When it comes to business process metrics, we all remember KPIs or recently, OKRs as well. But how can we use them?

OKR is a strategic framework, whereas KPIs are measurements that exist within a framework.
So let’s dive into the definitions. As you might be familiar, KPI stands for key performance indicators. Also, OKR is objectives and key results. It has never been easy to compare OKRs and KPIs because they are both parts of a similar method, and these two somehow fit together. However, KPIs are more focused on measuring success rather than setting goals. While the OKR system sets targets and leads teams to measure the results.

KPIs are recommended to be measurable.
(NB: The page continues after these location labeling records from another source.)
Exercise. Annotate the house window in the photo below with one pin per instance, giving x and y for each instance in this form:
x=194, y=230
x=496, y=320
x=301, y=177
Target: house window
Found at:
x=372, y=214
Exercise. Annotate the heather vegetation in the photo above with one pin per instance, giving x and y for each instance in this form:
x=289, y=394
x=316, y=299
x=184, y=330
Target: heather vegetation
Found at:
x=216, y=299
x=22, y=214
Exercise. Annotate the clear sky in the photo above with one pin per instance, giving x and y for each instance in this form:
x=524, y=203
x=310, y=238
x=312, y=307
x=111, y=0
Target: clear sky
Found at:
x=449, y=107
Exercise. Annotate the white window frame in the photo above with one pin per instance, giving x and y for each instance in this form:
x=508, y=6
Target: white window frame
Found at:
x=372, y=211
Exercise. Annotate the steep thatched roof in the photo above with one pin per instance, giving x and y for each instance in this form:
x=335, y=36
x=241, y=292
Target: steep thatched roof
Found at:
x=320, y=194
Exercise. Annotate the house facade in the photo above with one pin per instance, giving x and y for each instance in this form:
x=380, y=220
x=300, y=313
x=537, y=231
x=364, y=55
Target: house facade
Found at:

When you add quantitative value makes it easier to analyze performance. On the other hand, OKRs inspire you to set ambitious objectives and break those down into key results. The best OKRs should be achievable, memorable, and inspiring.

KPIs vs. OKRs 2

So, they are both management tools that are designed to set goals and make the process measurable, but they do it in different ways.
KPIs are focused on the result, whereas OKRs are monitoring the process.
OKRs speak about the vision, about what the company is trying to achieve, whereas KPIs intend to scale or improve a certain project.

The secret to OKRs and KPIs … they are complementary rather than different.

OKRs inspire you to set aggressive objectives and break those down into key results. And KPIs provide a way to monitor performance, measure success.

So the trip to these metrics are as follows:

“Strategy, OKRs, and KPIs”

The strategy for deciding your destination. OKR to help you track if you are on the right path, and course-correct if needed. KPIs are they tell you if everything else is OK.


If your KPIs and OKRs sound similar, that is ok. Just remember that one’s an outcome and the other a measurement. However, using both along with the strategy sounds like a winning combination to me.